Gardiner’s comment – meant to be kept private – acknowledges the impossibility of Labour’s public position. Which does beg the question: if Gardiner, and presumably everyone else, knows their policy is “bollocks” then why stick with it?
On the one hand there’s the problem that Jeremy ‘7.5‘ Corbyn has never been that keen on the EU and wasn’t exactly that upset that the UK voted to leave. The Labour Party under his leadership was never going to be full throated in its opposition to Brexit while it was led by the arch-Bennite. However, not even all Corbyn’s allies are as anti-EU as Corbyn was. So there must be another reason why Keir Starmer – an intelligent man – had to come up with such an abjectly bad position on Brexit.

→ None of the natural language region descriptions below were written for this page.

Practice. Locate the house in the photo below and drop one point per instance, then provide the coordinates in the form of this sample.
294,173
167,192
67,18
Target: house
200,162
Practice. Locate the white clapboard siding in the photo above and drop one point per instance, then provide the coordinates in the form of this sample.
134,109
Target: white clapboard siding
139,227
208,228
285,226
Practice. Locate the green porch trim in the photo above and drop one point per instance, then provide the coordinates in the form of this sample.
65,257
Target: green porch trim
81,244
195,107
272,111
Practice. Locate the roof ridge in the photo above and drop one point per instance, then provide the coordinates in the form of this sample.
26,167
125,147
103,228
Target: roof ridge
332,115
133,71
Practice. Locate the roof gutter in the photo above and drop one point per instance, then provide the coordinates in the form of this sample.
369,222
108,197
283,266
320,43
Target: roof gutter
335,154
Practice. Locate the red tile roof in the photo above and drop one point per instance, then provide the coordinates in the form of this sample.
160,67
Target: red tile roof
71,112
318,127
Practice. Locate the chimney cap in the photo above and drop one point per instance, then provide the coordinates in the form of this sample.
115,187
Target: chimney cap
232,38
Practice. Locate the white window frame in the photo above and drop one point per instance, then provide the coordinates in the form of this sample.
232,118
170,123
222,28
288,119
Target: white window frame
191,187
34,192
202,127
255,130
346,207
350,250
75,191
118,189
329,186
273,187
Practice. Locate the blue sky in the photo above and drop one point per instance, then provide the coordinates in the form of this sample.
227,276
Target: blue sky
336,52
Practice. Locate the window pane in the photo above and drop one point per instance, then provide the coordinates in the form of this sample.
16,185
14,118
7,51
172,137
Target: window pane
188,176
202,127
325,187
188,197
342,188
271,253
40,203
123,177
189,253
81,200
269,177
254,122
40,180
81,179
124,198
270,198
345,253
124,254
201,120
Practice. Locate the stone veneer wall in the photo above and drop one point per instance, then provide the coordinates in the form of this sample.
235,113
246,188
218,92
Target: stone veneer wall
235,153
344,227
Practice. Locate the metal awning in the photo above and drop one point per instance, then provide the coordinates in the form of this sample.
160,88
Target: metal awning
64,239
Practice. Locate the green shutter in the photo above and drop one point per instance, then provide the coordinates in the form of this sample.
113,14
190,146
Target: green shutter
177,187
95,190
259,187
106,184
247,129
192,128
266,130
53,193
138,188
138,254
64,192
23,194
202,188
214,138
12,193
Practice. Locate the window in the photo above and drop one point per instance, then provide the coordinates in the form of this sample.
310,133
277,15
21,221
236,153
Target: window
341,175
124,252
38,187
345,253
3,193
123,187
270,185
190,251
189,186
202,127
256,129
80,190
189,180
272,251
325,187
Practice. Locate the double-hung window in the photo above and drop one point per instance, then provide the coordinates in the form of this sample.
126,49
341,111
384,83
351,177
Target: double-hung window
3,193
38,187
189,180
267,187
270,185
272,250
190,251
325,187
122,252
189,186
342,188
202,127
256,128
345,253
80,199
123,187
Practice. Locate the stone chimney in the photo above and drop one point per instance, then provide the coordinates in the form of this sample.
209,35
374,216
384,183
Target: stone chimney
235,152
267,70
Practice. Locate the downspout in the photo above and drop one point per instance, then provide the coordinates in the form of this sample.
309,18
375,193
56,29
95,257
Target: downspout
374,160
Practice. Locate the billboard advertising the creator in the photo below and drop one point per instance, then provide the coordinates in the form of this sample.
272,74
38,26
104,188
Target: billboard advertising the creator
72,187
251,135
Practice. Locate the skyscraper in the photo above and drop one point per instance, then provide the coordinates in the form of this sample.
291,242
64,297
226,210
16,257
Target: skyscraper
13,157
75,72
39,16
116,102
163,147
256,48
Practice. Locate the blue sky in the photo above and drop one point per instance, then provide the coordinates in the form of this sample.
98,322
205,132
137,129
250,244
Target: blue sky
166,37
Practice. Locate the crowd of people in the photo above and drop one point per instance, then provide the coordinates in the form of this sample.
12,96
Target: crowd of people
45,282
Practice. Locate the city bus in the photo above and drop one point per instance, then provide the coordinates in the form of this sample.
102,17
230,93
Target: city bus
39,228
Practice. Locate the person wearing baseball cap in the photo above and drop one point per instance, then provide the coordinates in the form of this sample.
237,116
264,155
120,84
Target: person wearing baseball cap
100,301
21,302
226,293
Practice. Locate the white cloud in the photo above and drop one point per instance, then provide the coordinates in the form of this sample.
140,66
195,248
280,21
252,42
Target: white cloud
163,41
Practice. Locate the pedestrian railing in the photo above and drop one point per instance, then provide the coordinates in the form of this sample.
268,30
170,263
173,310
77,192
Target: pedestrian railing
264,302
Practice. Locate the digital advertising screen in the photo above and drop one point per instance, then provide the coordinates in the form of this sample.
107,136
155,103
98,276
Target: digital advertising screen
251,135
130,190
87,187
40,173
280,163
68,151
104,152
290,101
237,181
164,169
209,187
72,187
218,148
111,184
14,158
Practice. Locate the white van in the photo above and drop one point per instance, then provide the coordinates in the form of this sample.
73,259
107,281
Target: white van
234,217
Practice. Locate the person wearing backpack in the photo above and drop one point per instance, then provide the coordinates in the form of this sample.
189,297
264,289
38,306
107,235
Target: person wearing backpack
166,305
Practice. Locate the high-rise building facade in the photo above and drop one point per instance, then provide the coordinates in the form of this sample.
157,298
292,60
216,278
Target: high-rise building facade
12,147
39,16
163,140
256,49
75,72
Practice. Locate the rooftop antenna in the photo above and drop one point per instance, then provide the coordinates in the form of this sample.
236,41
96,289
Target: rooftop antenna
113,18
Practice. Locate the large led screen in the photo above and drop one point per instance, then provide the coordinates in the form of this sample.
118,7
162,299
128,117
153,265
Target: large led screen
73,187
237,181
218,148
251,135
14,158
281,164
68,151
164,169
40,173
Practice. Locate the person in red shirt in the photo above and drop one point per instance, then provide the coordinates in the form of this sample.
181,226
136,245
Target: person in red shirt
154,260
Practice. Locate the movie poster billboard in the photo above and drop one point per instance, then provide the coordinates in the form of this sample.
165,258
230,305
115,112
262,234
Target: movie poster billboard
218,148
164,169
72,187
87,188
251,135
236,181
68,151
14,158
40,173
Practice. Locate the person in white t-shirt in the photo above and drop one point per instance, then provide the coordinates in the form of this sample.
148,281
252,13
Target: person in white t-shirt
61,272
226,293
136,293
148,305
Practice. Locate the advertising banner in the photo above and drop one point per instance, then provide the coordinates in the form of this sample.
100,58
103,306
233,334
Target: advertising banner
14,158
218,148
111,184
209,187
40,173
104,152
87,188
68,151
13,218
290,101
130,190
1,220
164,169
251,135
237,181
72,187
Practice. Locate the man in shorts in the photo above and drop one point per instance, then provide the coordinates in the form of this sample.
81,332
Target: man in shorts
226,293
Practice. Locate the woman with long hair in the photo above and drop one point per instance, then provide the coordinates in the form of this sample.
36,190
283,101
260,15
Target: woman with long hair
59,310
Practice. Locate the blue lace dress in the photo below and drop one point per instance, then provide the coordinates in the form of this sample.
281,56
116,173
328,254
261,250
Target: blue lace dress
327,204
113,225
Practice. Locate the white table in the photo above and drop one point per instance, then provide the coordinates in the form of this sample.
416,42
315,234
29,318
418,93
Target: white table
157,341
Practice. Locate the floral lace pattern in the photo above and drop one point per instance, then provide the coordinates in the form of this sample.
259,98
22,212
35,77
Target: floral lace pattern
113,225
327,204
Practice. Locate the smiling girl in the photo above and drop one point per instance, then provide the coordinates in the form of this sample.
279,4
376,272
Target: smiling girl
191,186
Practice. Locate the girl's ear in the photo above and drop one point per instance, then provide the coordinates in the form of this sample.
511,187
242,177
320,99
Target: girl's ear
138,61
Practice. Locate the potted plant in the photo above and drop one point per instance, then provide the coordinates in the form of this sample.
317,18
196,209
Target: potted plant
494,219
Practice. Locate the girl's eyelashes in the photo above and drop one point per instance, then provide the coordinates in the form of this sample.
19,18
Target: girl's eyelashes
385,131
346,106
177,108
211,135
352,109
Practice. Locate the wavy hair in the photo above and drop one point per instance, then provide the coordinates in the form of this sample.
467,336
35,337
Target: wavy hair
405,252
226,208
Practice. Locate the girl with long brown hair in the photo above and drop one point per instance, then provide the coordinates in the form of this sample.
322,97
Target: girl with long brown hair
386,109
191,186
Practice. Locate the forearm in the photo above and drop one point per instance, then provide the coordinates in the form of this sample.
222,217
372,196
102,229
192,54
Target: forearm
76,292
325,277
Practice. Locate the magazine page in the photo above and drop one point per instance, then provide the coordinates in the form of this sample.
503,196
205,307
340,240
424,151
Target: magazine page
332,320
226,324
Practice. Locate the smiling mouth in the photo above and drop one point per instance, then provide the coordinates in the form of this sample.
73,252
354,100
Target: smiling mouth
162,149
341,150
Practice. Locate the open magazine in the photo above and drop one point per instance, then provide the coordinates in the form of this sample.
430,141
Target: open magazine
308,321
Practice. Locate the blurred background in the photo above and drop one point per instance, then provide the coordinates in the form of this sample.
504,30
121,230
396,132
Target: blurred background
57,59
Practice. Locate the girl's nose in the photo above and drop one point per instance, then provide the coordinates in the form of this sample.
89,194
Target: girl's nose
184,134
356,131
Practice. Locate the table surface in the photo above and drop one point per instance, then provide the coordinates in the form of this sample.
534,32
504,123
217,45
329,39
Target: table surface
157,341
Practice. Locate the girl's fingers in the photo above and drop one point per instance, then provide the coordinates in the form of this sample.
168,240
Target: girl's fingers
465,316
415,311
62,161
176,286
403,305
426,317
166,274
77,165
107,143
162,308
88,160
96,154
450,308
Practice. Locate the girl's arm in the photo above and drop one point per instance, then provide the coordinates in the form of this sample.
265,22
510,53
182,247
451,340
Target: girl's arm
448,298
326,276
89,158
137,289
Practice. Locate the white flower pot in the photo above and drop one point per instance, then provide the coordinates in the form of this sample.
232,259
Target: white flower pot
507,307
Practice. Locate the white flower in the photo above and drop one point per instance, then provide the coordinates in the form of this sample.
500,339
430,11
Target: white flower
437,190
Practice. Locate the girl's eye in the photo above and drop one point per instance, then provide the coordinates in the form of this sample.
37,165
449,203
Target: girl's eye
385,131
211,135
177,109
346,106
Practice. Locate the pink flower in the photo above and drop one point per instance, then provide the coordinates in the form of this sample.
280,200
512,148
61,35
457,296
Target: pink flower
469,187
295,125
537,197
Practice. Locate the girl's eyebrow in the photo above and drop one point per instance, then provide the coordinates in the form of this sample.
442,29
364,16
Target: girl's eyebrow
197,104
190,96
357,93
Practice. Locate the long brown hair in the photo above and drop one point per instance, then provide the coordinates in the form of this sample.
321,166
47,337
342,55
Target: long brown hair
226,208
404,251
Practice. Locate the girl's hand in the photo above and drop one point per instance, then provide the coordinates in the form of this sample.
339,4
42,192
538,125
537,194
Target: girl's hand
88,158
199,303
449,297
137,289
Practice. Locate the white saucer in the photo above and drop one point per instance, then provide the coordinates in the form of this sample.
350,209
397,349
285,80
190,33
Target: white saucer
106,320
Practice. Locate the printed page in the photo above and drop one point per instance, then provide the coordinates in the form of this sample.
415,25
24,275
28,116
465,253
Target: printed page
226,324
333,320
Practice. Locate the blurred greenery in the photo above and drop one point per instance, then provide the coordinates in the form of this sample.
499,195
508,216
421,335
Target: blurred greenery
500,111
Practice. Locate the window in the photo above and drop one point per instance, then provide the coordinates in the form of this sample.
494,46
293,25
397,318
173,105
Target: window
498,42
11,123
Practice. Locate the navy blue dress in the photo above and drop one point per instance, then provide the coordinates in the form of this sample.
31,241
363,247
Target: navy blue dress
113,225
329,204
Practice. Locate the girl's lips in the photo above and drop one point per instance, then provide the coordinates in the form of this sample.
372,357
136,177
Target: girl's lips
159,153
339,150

Presumably it is because it is to Labour party political advantage to let the Tories get the messy business of Brexit out of the way, implode, as they surely will, and leave the way clear for the Labour Party to stroll in and form a government. It is a tactic beset with difficulty, not least that the public are not so stupid as politicians seem to think and it will become increasingly obviously how self-serving an approach it is.
More than that, though, it is a betrayal of the Labour Party’s role as an opposition. If parliamentary democracy is to work then the opposition must put forward opposing policies and scrutinise, rather than let the government of the day smash themselves on the rocks whilst keeping quiet.
Even worse though: while Gardiner, who in his unguarded comments was being critical of the idea, reveals the extend to which the Labour Party is lacking ideas on Brexit. His alternative proposal for the party policy was just to say ‘we’ll hold them to account on their claim to be leaving with exactly the same benefits’. That might have spared him some blushes inside his local party having to enunciate a party line he didn’t believe in, but it hardly helps the rest of us.
If the Labour Party doesn’t believe in Brexit it should collectively say so and become a conduit for the alternatives – like a vote on the terms of exit – or else admit they’re not up to the job.